Threat Intelligence Database

n8n is an open source workflow automation platform. Prior to 1.123.55, 2.25.7, and 2.26.2, a member-level user with editor access to a shared workflow could reference credentials they do not own via specific public API endpoints. Credential ownership checks were only enforced partially leading to cross-user credential access. This issue affects instances where workflow sharing is enabled and at least one workflow has been shared with a member-level user as an Editor. This vulnerability is fixed in 1.123.55, 2.25.7, and 2.26.2.

n8n versions prior to 2.25.7 and 2.26.2 contain a prototype pollution vulnerability that allows crafted public webhook payloads to inject attacker-controlled fields into workflow data. These malicious fields can be processed by downstream nodes, potentially causing workflows to perform unintended actions such as targeting incorrect records or making outbound requests with the workflow owner's credentials. The vulnerability is fixed in versions 2.25.7 and 2.26.2.

n8n is an open source workflow automation platform. Prior to 1.123.55, 2.25.7, and 2.26.1, an authenticated user with permission to create or modify workflows and access to a SecurityScorecard credential with limited allowed domains could configure the SecurityScorecard node's report download operation to target an attacker-controlled URL. The node attached the SecurityScorecard API token to the outbound request, causing the credential to be sent to the attacker-controlled host bypassing credential configured limitations and exfiltrating. This vulnerability is fixed in 1.123.55, 2.25.7, and 2.26.1.

n8n is an open source workflow automation platform. Prior to 1.123.48, 2.21.8, and 2.22.4, an authenticated user with permission to create or modify workflows could supply a local filesystem path as the source repository in the Git node's Clone operation, or as the target repository in the Push operation, bypassing the N8N_RESTRICT_FILE_ACCESS_TO file sandbox. This allowed the contents of any local git repository accessible to the n8n process to be cloned into an allowed path and read, circumventing the access restrictions that correctly blocked direct file reads to the same paths. This vulnerability is fixed in 1.123.48, 2.21.8, and 2.22.4.
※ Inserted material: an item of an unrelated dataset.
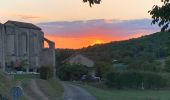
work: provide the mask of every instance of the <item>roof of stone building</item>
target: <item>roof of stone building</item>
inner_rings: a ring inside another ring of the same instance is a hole
[[[25,22],[18,22],[18,21],[10,21],[9,20],[5,23],[5,25],[8,24],[8,23],[13,24],[13,25],[20,27],[20,28],[29,28],[29,29],[41,30],[41,28],[39,28],[38,26],[36,26],[32,23],[25,23]]]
A vulnerability in n8n workflow automation platform prior to versions 1.123.43, 2.22.1, and 2.20.7 allows an authenticated user with read-only access to a shared OAuth credential to overwrite stored token material. This occurs because the OAuth reconnect endpoints incorrectly authorize using credential:read instead of credential:update. Exploitation enables workflows to run under the attacker's OAuth identity, potentially leading to data exfiltration and persistent takeover of shared integrations. The issue is fixed in the stated versions.

n8n, an open source workflow automation platform, has a critical prototype pollution vulnerability (CVE-2026-44789) in versions prior to 1.123.43, 2.22.1, and 2.20.7. An authenticated user with permission to create or modify workflows can exploit an unvalidated pagination parameter in the HTTP Request node to achieve global prototype pollution. This vulnerability can potentially lead to remote code execution (RCE) when combined with other techniques. The issue is fixed in versions 1.123.43, 2.22.1, and 2.20.7.

n8n is an open source workflow automation platform. Prior to 2.24.0, an authenticated user with workflow edit access could supply a malicious filter value in the MongoDB node's Find And Replace operation. The value was not validated before being passed to MongoDB as a query filter, allowing unintended documents to be matched and overwritten with attacker-controlled content. This vulnerability is fixed in 2.24.0.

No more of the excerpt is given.